Charles Bowden, who died at 69 in 2014, wrote dozens of books, hundreds of magazine articles, and left eight manuscripts scheduled to be published over the next few years. Why has this titan of nonfiction been so overlooked by the writing establishment in the United States? Is it because his work has been difficult to characterize? Even Bowden admitted that bookstores never seemed to know where to put his books. Here in Phoenix, the Burton Barr central library consigns most of his books to the Arizona Room where they are not available for check out.
I was introduced to Bowden in a curious way. Cal Lash, a retired Phoenix police officer who had read my blog, emailed me about a book he was reading: America’s Most Alarming Writer — Essays on the Life and Work of Charles Bowden. He described it as being about his friend “Chuck.”
The book he was reading is filled with essays by Bowden’s collaborators, sources, and other writers — among them Jim Harrison, Leslie Marmon Silko, Luis Alberto Urrea. All spoke of Bowden’s unique window into the problems besetting the Southwest.
Lash knew I was on a mission to put together a reading list about the Southwest and Arizona. He offered to help, suggested that I start with Killing the Hidden Waters (1977) Bowden’s first book. A slim volume, it predates by nine years Marc Reisner’s Cadillac Desert, which is widely considered the bible on water woes in the West.
Bowden’s approach in Killing the Hidden Waters is different than Reisner’s. (See https://skayoliver.wordpress.com/2020/05/30/) He writes as an historical anthropologist, with copious references, notes and a bleak humor that belies the seriousness of the region’s disappearing water table.
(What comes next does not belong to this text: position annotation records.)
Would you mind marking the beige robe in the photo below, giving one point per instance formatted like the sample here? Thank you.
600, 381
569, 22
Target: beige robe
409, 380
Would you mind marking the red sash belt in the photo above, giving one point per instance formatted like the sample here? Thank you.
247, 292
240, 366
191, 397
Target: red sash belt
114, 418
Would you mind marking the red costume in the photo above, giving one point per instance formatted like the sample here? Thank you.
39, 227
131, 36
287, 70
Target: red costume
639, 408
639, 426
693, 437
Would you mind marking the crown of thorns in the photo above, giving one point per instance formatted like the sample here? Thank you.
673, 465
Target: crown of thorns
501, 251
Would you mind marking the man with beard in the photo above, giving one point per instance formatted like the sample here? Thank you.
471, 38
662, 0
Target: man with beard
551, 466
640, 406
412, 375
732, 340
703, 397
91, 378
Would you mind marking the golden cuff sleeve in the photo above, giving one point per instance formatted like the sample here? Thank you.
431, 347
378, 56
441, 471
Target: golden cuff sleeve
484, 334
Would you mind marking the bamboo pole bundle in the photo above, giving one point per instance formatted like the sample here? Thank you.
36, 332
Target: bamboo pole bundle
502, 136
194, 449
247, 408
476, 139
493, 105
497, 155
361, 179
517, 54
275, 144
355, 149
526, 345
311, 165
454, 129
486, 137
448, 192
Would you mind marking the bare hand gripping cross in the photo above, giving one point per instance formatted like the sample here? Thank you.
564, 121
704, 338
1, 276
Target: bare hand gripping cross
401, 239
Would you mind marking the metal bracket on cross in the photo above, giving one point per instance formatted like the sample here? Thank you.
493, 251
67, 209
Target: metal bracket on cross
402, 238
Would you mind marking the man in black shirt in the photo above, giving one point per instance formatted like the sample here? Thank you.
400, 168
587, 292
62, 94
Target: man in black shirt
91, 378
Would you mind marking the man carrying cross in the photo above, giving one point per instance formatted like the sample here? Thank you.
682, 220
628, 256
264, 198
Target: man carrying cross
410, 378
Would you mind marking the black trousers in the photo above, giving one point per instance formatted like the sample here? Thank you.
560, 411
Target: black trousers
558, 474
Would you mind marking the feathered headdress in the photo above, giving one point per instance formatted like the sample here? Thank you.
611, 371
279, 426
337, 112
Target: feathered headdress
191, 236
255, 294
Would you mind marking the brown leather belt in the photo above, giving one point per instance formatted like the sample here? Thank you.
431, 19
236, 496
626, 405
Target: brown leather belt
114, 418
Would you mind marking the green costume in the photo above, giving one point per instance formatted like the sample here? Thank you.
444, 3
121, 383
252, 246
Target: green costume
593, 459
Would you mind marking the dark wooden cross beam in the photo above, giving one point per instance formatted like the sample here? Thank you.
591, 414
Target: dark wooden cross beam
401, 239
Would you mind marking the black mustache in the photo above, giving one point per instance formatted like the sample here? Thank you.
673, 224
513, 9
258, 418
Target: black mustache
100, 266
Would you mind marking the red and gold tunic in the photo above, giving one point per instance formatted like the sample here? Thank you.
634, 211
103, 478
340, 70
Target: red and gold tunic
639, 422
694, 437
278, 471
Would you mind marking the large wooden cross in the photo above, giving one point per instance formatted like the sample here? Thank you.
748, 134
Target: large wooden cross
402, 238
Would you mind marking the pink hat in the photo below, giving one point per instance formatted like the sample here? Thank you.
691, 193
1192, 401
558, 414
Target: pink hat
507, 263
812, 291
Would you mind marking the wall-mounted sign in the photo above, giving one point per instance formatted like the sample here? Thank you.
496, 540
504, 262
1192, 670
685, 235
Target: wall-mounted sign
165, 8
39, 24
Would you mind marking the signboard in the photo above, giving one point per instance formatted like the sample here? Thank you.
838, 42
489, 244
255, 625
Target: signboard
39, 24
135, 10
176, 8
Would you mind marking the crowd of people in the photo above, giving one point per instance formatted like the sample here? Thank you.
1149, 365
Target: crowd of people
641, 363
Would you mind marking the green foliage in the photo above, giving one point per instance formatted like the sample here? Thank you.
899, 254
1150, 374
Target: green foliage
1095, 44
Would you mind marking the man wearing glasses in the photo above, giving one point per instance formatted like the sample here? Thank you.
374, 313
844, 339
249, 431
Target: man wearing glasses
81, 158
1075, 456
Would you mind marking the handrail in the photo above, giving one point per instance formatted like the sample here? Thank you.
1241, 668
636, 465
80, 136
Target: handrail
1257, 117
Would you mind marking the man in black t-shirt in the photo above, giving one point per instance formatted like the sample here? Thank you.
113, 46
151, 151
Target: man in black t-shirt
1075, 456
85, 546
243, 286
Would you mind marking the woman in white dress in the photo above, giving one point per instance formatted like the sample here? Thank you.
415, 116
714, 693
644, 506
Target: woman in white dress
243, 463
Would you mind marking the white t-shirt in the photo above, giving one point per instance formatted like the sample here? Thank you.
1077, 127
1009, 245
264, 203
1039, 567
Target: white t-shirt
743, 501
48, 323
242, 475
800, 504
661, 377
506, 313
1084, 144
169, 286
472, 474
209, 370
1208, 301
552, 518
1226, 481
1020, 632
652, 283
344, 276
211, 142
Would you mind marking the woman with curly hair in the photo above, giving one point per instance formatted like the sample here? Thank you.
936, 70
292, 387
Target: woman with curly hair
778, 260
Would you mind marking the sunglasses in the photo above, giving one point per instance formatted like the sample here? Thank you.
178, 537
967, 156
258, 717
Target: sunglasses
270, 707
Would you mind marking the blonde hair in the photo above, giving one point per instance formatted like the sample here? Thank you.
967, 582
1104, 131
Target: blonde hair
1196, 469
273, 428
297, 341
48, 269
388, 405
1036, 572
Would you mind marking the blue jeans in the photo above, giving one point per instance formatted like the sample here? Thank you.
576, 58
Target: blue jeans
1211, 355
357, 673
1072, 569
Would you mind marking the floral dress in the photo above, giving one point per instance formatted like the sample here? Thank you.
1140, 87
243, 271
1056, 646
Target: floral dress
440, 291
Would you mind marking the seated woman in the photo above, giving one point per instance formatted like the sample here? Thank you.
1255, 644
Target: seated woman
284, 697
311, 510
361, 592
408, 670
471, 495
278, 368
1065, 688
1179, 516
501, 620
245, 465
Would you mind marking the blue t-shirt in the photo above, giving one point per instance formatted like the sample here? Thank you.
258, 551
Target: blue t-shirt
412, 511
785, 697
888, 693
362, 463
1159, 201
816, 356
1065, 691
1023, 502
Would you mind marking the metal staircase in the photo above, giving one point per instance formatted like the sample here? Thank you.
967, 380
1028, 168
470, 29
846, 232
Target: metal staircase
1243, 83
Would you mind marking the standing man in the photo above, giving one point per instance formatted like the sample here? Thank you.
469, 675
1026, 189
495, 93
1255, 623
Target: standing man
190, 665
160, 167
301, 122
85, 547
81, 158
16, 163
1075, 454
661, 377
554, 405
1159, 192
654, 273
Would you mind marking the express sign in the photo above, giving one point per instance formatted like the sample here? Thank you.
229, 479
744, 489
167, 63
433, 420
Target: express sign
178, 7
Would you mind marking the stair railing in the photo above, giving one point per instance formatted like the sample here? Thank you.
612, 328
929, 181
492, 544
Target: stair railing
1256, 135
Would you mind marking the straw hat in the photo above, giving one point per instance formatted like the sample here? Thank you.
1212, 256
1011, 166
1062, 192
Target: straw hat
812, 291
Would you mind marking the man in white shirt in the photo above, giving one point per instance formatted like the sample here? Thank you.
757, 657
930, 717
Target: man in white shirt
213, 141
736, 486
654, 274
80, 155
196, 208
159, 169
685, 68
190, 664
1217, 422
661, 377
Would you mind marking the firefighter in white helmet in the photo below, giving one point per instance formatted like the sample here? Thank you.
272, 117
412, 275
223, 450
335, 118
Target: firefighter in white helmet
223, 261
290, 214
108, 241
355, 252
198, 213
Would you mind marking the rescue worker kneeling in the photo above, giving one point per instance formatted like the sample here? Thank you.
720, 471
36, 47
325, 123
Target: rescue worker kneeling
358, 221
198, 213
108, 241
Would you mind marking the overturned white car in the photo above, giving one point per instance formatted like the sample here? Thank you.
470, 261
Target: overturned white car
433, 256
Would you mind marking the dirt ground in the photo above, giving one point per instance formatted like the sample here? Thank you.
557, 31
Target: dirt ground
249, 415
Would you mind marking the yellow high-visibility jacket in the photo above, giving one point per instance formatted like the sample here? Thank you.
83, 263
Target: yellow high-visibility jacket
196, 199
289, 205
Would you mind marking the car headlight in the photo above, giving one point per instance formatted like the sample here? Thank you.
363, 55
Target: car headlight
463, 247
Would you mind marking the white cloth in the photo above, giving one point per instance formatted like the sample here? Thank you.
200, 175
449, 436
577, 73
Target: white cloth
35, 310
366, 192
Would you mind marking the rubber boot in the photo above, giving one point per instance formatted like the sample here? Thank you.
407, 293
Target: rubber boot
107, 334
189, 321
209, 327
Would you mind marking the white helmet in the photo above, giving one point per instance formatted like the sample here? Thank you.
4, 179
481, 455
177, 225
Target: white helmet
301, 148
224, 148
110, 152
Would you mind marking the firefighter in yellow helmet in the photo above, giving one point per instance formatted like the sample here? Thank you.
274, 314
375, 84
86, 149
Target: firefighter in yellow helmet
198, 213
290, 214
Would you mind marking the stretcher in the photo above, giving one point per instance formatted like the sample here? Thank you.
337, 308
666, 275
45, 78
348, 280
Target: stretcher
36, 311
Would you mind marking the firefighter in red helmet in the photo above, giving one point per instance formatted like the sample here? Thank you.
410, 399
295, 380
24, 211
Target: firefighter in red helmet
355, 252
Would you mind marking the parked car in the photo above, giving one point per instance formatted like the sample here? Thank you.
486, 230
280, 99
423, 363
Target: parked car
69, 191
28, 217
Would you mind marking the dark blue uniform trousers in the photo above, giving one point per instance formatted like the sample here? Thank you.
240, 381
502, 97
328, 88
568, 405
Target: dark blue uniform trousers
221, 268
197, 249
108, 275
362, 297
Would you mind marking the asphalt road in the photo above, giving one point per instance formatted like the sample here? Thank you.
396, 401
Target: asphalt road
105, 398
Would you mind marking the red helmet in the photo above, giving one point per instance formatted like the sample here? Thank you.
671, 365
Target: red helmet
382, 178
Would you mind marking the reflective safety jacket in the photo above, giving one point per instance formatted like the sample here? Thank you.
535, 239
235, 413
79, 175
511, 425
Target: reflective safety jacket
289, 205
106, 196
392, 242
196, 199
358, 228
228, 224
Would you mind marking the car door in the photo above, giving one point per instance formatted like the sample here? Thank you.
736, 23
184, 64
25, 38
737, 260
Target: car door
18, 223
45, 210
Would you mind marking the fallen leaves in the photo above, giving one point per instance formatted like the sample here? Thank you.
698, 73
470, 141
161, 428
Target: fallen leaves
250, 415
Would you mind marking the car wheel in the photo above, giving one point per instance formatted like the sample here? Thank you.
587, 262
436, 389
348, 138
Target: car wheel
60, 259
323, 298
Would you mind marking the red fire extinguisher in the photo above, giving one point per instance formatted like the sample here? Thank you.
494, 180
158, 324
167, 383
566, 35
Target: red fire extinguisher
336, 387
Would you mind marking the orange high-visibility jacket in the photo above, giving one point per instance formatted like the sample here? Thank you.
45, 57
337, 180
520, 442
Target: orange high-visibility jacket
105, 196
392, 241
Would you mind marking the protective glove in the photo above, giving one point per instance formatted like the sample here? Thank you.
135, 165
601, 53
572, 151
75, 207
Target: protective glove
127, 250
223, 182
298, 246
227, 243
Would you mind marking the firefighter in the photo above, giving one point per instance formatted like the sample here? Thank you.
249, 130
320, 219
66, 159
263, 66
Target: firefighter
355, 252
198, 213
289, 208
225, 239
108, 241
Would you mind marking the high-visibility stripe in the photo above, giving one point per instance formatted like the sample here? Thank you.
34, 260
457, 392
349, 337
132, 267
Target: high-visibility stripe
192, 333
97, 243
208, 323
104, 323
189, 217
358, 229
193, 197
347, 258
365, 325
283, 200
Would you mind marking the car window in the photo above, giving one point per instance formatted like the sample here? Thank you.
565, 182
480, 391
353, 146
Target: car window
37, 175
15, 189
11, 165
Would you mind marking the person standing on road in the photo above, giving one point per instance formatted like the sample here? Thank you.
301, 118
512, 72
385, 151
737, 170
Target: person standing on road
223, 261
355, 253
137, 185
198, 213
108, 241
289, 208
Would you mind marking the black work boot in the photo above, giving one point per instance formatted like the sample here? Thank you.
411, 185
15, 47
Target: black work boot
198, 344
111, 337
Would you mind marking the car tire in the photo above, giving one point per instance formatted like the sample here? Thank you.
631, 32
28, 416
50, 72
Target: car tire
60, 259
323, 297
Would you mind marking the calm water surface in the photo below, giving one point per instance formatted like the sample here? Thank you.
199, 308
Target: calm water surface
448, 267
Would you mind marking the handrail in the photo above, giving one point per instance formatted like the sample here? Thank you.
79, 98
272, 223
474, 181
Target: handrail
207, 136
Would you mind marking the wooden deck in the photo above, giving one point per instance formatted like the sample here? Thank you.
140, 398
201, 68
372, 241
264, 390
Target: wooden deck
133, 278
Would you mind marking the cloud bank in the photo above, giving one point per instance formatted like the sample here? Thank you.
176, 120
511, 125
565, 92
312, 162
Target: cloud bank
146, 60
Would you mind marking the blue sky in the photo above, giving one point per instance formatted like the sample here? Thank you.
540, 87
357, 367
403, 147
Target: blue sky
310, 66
Bowden makes an irrefutable case for living in balance with our depleting natural resources, the most important of which is water. Where goes the groundwater, he argues, there goes the planet.
I was hooked by Bowden’s simplicity, honesty and charm; I began to think of water as “fossil fuel.” When it’s gone, we’re gone.
It made some sense for me then — a would-be historian myself — to proceed to Bowden’s second book about the West, Blue Desert (1986). In the interim between the publication of the two books, he had worked as a reporter for the now defunct Tucson Citizen, a daily newspaper. Some of the material that appears in Blue Desert, appeared in the Citizen in another form.
The copy of Blue Desert I read (2018) appears with a foreward by Francisco Cantú, whose border patrol memoir, The Line Becomes a River, was the winner of the Los Angeles Times Book Award in 2018 and a finalist for the National Book Critics Circle Award that same year.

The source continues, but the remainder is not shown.